Sovyet Sosyalist Cumhuriyetler Birliği'nin silahlı gücü Kızıl Ordu'nun Nazi-faşist Alman ordusunu yenerek kayıtsız şartsız teslim aldığı 9 Mayıs 1945'in 70. yıldönümü bütün ilerici insanlığa kutlu olsun.

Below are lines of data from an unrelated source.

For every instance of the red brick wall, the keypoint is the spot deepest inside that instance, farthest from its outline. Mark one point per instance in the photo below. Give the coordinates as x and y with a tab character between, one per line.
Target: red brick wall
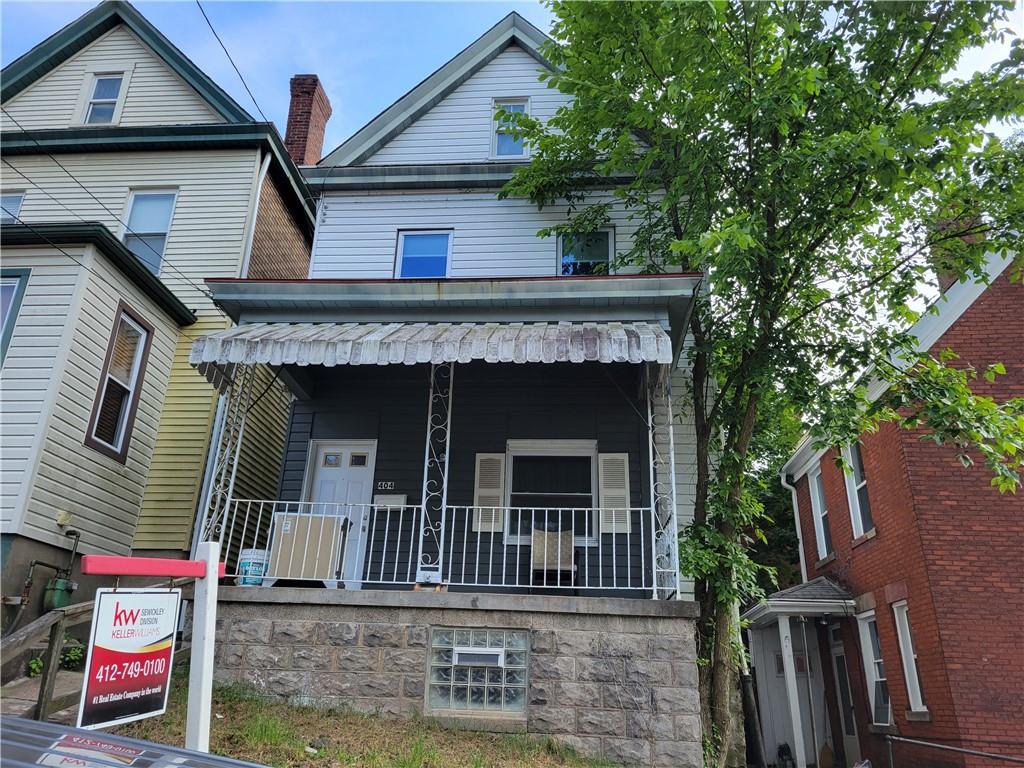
280	250
954	548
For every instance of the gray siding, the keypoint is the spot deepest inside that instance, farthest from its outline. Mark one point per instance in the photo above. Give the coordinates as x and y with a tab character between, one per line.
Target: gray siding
491	406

Faşizme Karşı Zafer Günü'nün 70. yıldönümünü dünya işçi sınıfının, şehir ve köy emekçilerinin, sömürge ve bağımlı ülke halklarının emperyalizme, kapitalizme ve gericiliğe karşı direnerek bağımsızlık, demokrasi ve sosyalizm yolunda yeni zaferler için sabırla güç biriktirdiği bir dönemde kutluyoruz.
İnsanlığın büyük kazanımı
Bütün dünyayı “bin yıl sürecek” bir barbarlığa sürüklemeyi amaçlayan faşizme karşı kazanılan zafer, insanlık tarihinin en köklü ve en yaygın kazanımlarının yolunu açtı. Sovyetler Birliği toprakları ile bütün Avrupa ülkeleri faşizmin boyunduruğundan kurtuldu. Sosyalist Sovyetler Birliği yıkılan ülkesini yeniden inşa ederken, Polonya, Macaristan, Romanya, Bulgaristan, Çekoslovakya, Doğu Almanya, Yugoslavya ve Arnavutluk kapitalist emperyalist sistemin dışına çıkıp sosyalizme yöneldi. Asya'da Kuzey Vietnam, Çin ve Kuzey Kore de sosyalist sisteme geçti.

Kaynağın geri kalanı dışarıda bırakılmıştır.